Había una vez un jaivita que se llamaba "Centolla" y vivía en una hermosa
playa, donde había cientos y más cientos de jaivitas, escarabajos y otros
animales chiquititos del mar. Era un lugar muy agradable, se podían ver
kilómetros y más kilómetros de mar. En los días claros y luminosos se
distinguían a la distancia los barcos que pasaban y lejos, muy lejos de la costa
se podía ver una pequeña isla rocosa.
Centolla era una jaivita de tierna edad. No era más grande que la uña de
vuestro dedo pulgar. ¡Qué chiquitita! ¿No es cierto? Pero aunque Centolla era
tan pequeña, llegó un día en que tuvo que preocuparse de sí misma y buscarse
su propia comida, como lo hacían sus hermanitas y sus primos, porque todos
los papás y las mamás jaivas se fueron a la isla rocosa a tomar un día de
vacaciones. El agua lejos de la costa era muy fría y muy profunda, y cuando
soplaba el viento Norte, olas enormes rugían y se estrellaban contra las rocas.
Era un lugar demasiado peligroso para las jaivas bebés, por eso es que las
dejaron en sus casitas de la playa.
¿Han visto ustedes alguna vez una casita de jaiva? No se parece en nada a
nuestras casas. Los pisos son de arenita suave y húmeda y las murallas son
muy bajas y también de arena. No tienen ni puertas ni ventanas. Cuando una
jaivita quiere salir o entrar, hace un hoyito en la muralla y pasa por ahí. El
techo es la única parte sólida de la casa, conssite en una piedra lisa y plana,
puesta sobre la arena. Tal vez algunos de ustedes han descubierto estas casas.
Están generalmente a la orilla del agua. Si ustedes hubieran sacado la piedra
que constituye el techo de una casa de jaivas, habría habido una conmoción
muy grande; todas las jaivitas y cangrejos se habrían puesto en fuga lo más
rápido posible, para esconderse en otra casa vecina. Imagínense el inmenso
terror que les daría a ustedes si un día viniera un gran gigante y levantara el
techo de su casa. ¿No sentirían deseos de correr y ocultarse?
Centollita tenía muchos y grandes amigos. Era una jaivita muy inteligente.
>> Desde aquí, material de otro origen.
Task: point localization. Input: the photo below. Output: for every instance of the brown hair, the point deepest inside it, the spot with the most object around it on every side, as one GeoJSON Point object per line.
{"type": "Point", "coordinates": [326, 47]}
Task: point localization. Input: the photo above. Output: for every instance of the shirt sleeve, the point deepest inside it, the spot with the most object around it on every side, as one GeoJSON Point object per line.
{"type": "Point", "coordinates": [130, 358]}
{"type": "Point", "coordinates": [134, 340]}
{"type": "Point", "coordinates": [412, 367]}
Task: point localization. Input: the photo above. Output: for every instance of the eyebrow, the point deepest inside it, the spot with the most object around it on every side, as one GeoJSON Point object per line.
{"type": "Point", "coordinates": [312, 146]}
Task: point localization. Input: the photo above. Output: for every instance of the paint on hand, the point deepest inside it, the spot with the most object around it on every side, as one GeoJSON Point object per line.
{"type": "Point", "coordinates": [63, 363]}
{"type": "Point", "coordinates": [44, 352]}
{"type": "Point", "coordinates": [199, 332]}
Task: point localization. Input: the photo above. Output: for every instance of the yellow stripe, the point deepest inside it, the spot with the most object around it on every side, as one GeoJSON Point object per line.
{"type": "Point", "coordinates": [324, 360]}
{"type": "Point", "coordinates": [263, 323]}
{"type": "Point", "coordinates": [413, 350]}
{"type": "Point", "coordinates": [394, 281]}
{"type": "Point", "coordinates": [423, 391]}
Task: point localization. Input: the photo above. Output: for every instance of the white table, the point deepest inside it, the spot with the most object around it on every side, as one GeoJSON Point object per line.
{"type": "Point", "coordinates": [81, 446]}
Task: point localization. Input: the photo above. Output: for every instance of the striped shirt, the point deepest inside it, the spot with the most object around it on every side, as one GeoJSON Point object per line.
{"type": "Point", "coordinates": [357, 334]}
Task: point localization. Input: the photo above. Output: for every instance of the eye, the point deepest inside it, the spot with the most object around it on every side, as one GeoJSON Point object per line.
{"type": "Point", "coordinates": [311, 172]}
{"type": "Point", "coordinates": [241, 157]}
Podía correr de lado y también hacia atrás. Conocía todos los juegos que sabe
hacer el lenguado. El amigo a quien más quería era a un gran cangrejo negro
de mar que era tan negro y reluciente como un zapato de charol y era
sumamente cortés. Pertenecía a una antigua y noble familia de cangrejos de
mar. Quería mucho a Centolla y la costumbre de ambos era comer juntos
todos los días, en la poza de las Algas Marinas.
Un día cuando la campana de caracol de mar sonó para comer. Centolla no
apareció. El cangrejo de mar la esperó un largo rato; pero ella no aparecía.
Aunque tenía mucha hambre no pensaba comer hasta que no llegara su
pequeña amiguita, era todo un caballero. Cuando ya se estaba empezando a
alarmar, la vió venir corriendo hacia él. Al instante le ofreció su brazo y la
llevó hacia un rincón tranquilo, donde la comida estaba lista. Centolla no pudo
comer nada y cuando él le pidió que le dijera el porque, casi lloró. Habría
llorado, tal vez, si no hubiera sido una valiente jaivita que sabía que llorar es
una tontería. Le contó al cangrejo que había decidido ir a la isla de rocas que
había en el mar.
Al pobre cangrejo le dió mucha pena, se puso completamente pálido y no
pudo servirse tampoco su comida. Se sintió muy mal cuando una lágrima se
resbaló por su nariz; pero la limpió muy ligero con una de sus antenas, para
que Centolla no se fuera a dar cuenta que estaba llorando. Sabía que aun
cuando Centolla era todavía una jaiva muy chiquitita, tenía lo que se llama
"una mente con personalidad", lo que realmente significa que tenía una
manera propia para hacer las cosas y que si había decidido irse al mar, nada
podría detenerla. El cangrejo no podía soportar el pensamiento de que iba a
perder a su querida compañera de juegos y le rogó que se quedara; pero a
todas sus súplicas ella ponía oídos sordos, diciendo que estaría más segura en
las aguas profundas. "Usted no sabe la espantosa experiencia que tuve hoy en
la mañana", dijo Centolla. "Si la supiera no me pediría que me quedara".
"Cuéntemela", le imploró el cangrejo.
"Se la voy a contar", le contestó Centolla. "Esta mañana me estaba divirtiendo
con el pez-sol en la poza, cuando de repente el agua empezó a sacudirse y a
temblar. No me podía dar cuenta de la causa de esto que parecía un temblor y
me sentí completamente aturdida. Después, dos grandes criaturas entraron
salpicando agua a la poza donde yo estaba.